IDENTIFYING CORE COMPETENCES
There are three ways of identifying core competencies of a firm
- Core competence provides potential access to an array of markets
- A core competence should make an important contribution to the perceived customer benefits of the firm’s and product.
- A core competence should be difficult for competitors to initiate.
Even though rivals might acquire the same production equipments or some of the technologies that contribute to the competence of the company, they might encounter severe difficulty in duplicating the company’s internal pattern of coordination and learning.
Quinn (1992:185) identified three common characteristics that make core competencies difficult to imitate.
STRATEGIC CHOICES OF PRODUCT MARKET
A manufacturer usually considers his strengths and weaknesses in selecting his market. Some other strengths of an individual. Company may be:
- Company reputation
- Company size
- Company financial capability / production resources
- Managerial capability
HORIZONTAL PRODUCT/MARKET CHOICE
Some of the key decision that the marketer has to make with regards to Horizontal product/market selection is:
Diversifying into new markets, in which case answers must be found to the following pertinent questions:
(a) Does the market have high growth potential?
(b) How difficult is it for competitors to enter the market?
(c) Product Market positioning
(d) Product line proliferation
VERTICAL PRODUCT/MARKET CHOICE
It is also of strategic importance for the industrial marketer to choose the market level at which he will enter the market.
The starting point for this vertical product market choice is determination of the level at which the product concept would be meaningful. The pertinent questions are:
(a) Is there possibility that market development can be aborted by poor product quality or by product use?
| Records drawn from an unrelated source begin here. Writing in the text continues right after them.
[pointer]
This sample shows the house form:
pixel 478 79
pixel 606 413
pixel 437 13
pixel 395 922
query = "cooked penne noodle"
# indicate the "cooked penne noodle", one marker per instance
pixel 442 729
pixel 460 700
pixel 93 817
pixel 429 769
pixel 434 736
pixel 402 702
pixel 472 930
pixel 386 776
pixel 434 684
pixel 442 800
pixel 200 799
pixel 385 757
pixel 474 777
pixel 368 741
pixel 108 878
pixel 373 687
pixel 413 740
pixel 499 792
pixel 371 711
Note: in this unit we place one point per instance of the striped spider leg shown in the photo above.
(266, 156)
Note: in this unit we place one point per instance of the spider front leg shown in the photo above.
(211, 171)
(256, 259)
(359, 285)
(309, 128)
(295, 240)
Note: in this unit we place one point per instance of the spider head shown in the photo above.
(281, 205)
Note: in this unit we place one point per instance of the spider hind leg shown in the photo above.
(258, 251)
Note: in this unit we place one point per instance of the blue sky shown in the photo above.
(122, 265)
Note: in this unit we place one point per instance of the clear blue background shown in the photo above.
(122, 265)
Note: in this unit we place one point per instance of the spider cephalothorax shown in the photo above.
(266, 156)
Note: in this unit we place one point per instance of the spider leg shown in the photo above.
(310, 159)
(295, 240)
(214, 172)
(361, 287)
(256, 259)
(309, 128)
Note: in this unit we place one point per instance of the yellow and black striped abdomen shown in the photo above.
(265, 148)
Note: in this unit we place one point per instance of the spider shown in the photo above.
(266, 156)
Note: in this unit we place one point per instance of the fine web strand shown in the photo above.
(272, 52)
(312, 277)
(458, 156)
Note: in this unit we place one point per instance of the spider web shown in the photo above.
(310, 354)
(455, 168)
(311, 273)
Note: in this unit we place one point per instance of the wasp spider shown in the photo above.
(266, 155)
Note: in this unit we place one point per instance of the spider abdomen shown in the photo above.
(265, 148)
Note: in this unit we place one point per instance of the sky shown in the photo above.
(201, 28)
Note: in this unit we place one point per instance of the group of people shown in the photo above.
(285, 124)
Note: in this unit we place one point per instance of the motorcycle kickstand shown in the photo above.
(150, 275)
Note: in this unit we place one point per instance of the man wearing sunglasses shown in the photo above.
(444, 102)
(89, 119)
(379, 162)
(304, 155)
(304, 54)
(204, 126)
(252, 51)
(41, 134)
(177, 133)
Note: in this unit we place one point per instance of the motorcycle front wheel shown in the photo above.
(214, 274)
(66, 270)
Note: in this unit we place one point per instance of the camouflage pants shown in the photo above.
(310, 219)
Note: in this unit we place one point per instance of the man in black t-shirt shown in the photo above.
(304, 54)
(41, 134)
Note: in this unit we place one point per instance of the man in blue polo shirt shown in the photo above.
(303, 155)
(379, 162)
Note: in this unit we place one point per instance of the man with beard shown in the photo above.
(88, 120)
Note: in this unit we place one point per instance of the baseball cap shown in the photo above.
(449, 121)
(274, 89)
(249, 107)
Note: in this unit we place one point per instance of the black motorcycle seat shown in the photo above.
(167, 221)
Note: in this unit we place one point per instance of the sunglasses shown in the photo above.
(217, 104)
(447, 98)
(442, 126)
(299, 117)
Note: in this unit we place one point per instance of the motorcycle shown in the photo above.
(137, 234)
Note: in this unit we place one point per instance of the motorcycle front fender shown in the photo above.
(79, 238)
(b) Where are the points in the manufacturing chain where quality risks exist?
(c) Can the company minimize risk by taxing responsibility itself for the step in the manufacturing process?
Product service is a very important competitive tool in industrial marketing. The marketer is advised to always take a total concept view of the product, recognizing the services that augment the product offering such as after-sale service.
Through their service operations manufacturers can also gather and analyze product performance data.